Makery

Yann Minh : « Les cyberpunks sont loin d’être morts » (2/2)

Yann Minh.

Le 12 et 13 octobre, le Couvent Levat à Marseille accueillait Technomancie 2, le festival temps fort des laboratoires deletere qui combine technologie et magie comme hypothèse de pratique pour les artistes. Co-organisé pour l’occasion avec Diffusing Digital Art, le festival avait invité Yann Minh, grand maître français de l’art cyberpunk et cybersexe. Seconde partie d’un entretien fleuve avec un artiste prolifique.

Dans la première partie de cet entretien, Yann Minh racontait ses motivations pour venir au festival Technomancie à Marseille, son parcours dans Second Life, son NøøMuseum et ses créations cybersexe. Dans cette seconde partie il raconte ses projets récents, sa vision du mouvement cyberpunk et du concept de Noosphère.

Après les expériences dans Second Life, vers quoi vous êtes-vous orienté ?

L’apothéose pour moi de toutes ces explorations ont été les performances de notre groupe de création numérique Cybersthésie à la Demeure du Chaos et au T.O.T.E.M à Nancy en 2010 où nous avons fait des démonstrations de cybersexe et de cyberesthésie en grandeur réelle.

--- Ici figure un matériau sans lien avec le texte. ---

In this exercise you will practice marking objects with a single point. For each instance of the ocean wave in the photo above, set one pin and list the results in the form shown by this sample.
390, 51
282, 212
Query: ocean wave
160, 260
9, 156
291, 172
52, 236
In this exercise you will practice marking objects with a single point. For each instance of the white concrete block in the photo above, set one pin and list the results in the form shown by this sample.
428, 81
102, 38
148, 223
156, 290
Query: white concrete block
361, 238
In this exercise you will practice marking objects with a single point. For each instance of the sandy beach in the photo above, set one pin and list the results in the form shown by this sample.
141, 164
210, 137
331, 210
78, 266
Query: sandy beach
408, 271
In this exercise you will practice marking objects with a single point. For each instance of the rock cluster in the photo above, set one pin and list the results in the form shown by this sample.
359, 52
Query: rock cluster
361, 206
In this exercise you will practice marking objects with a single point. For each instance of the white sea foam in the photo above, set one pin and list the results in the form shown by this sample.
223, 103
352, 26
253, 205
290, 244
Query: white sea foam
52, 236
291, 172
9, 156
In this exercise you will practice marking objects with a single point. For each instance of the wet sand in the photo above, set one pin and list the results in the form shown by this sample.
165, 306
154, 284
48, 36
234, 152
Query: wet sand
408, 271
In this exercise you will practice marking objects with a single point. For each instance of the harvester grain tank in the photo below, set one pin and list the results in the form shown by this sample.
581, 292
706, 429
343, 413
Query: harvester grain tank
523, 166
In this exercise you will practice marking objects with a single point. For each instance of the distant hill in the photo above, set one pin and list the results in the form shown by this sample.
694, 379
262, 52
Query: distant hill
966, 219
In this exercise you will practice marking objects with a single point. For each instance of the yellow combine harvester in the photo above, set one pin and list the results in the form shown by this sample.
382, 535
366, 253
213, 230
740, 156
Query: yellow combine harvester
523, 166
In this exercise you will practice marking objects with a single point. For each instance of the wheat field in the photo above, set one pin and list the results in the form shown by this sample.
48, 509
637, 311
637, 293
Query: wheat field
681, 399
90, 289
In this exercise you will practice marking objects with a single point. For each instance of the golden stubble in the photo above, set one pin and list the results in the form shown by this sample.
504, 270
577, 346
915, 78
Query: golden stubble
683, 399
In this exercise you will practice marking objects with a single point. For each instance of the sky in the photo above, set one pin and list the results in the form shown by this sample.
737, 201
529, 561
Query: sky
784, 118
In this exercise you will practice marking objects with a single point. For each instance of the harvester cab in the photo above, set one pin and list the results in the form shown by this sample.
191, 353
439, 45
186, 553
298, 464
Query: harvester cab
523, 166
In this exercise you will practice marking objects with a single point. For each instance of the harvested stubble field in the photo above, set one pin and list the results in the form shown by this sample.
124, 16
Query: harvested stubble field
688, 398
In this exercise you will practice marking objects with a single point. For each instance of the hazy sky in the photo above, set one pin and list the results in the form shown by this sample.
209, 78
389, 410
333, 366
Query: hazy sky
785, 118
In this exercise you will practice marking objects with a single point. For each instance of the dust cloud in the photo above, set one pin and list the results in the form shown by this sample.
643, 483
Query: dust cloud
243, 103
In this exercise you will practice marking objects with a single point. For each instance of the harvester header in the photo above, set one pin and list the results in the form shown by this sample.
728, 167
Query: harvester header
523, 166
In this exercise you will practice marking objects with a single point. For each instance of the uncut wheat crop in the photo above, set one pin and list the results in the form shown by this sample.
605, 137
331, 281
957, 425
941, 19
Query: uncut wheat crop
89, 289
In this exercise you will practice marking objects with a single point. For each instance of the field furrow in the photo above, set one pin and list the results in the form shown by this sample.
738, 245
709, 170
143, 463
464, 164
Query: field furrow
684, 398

Cyberesthésie, Borderline Biennale, Demeure du Chaos, 2011 :

J’ai forgé le mot cyberesthésie pour décrire notre capacité à étendre nos exteroceptions au delà du corps, sur un dispositif technique, un outil. Par exemple un champion automobile connaît l’encombrement de son automobile au centimètre près, voir au millimètre. Nous pouvons étendre notre champ de conscience bien au-delà du corps, et le cybersexe en réseau étend notre sensualité à l’échelle de la planète entière. Via les mondes persistants et les avatars, nous faisons l’amour avec l’humanité, et peut-être même avec Gaïa ou la Noosphère dans le sens de Vernadski, dont vous m’avez fait découvrir les ramifications avec le cosmisme russe (Yann Minh fait référence à l’article sur la Noosphère paru cet été dans Makery, ndlr). Contrairement à ce que beaucoup pensent, avec la VR et les système haptiques, c’est à un retour massif du corps dans la boucle de commande cybernétique auquel nous assistons actuellement.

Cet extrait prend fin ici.